Cotto, who also successfully maneuvered a 159 catchweight, wasn't moved at all. He said he can't remember any incident in Mexico and doesn't feel any ill will toward Martinez. But make no mistake about it - his clear demeanor was dripping with a "f*ck you- you're nothing" attitude.
"I don't care about it," Cotto snapped back. "If that's his motivation- then good for him. I'm never going to be disrespectful to anyone. I treat everyone well and if he feels that about me, I'm sorry for him but the show must go on."
But uh, what about all the diva-like demands though Miguel? You care to explain that?

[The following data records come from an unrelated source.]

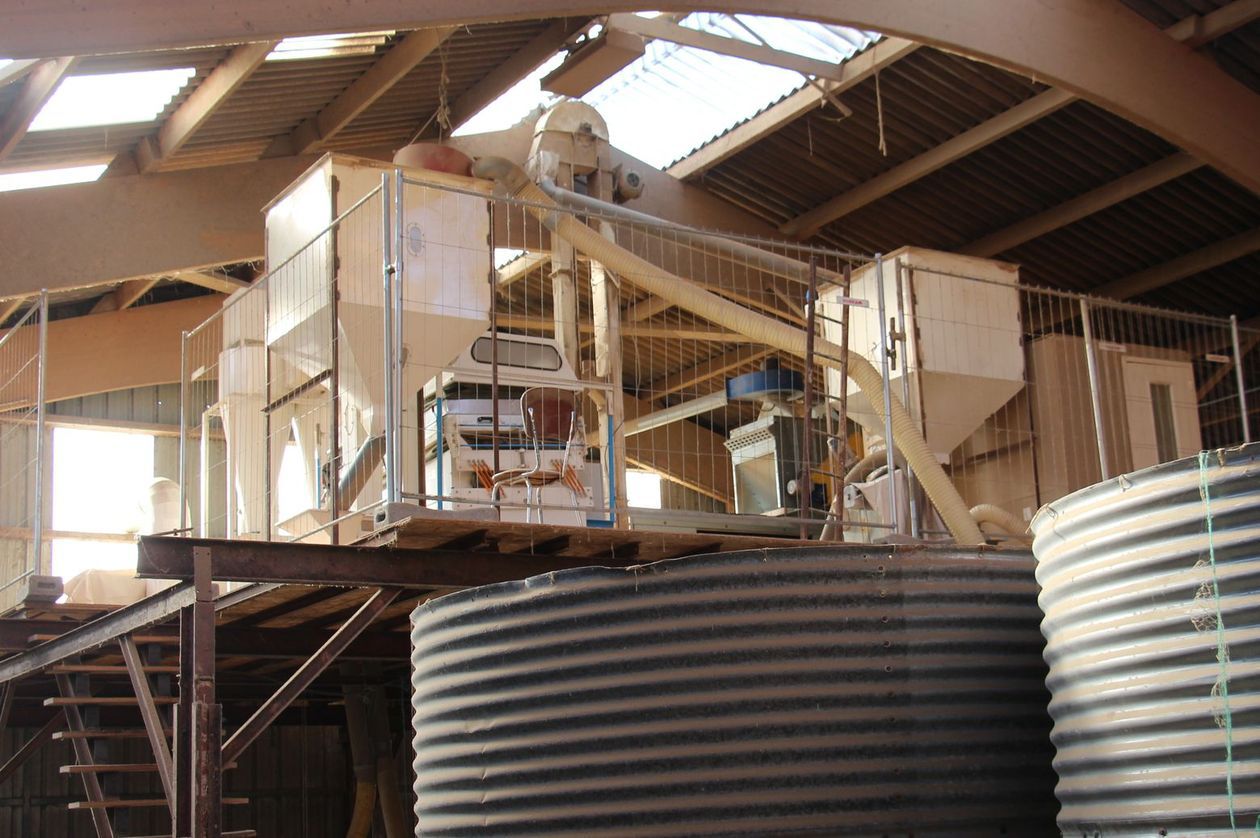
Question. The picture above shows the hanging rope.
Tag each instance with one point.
(1221, 687)
(878, 110)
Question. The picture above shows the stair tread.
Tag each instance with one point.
(103, 732)
(140, 803)
(103, 701)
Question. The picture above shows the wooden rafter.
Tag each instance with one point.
(769, 121)
(179, 127)
(1195, 32)
(1086, 204)
(376, 82)
(38, 87)
(523, 62)
(1181, 267)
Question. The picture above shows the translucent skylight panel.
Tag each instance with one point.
(111, 98)
(677, 98)
(15, 180)
(305, 47)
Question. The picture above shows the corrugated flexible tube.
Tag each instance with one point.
(756, 327)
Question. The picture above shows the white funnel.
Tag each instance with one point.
(963, 339)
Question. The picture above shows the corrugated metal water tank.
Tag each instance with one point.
(838, 689)
(1151, 590)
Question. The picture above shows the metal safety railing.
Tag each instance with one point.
(23, 450)
(382, 361)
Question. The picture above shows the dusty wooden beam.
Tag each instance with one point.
(1071, 211)
(773, 119)
(1181, 267)
(125, 295)
(219, 282)
(659, 29)
(523, 62)
(38, 87)
(376, 82)
(137, 226)
(200, 105)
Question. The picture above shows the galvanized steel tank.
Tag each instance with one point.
(1151, 590)
(832, 689)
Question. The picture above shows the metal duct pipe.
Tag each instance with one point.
(757, 327)
(675, 412)
(712, 243)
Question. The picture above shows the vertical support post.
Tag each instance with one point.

"In two times in my career, I fought with [MANNY]Pacquiao and [FLOYD]Mayweather and I understood they are the Side A of the equation," Cotto said. "And I understood my position. Sergio is the Side B. The guy who is going to sell tickets, who puts people in here [IS ME]."
We also can't overlook the fact that Sergio Martinez and his people picked up the phone and actively sought a bout with Cotto, who really has no business just getting an F'n title shot to begin with, but whatever.
Sergio was noticeably longer than Cotto, but not as wide, and the size disparity won't be as pronounced in favor of Martinez, because Cotto was roughly a 165lb fighter against Rodriguez.
High school theatrics aside, this fight will boil to intangibles. Certain fights happen at the right time for certain fighters, and if Cotto were to beat Sergio Martinez that time is now.
No previous version of him would even merit consideration for this bout - he gets taken to the woodshed by a 154lb, 2010 version of Martinez, but we're not in those times.
Because Cotto is in a unique place in time as a battle-tested warrior, and Martinez has spent the majority of his time testing how much more battle his body can absorb, I believe this is Cotto's fight to lose.
It can be said that Martinez has really over-achieved (given how he blossomed late into the sport) while Cotto is still trying to fulfill promise.
In front of a packed house in Madison Square Garden on June 7th, we're gonna find out, and I can't wait.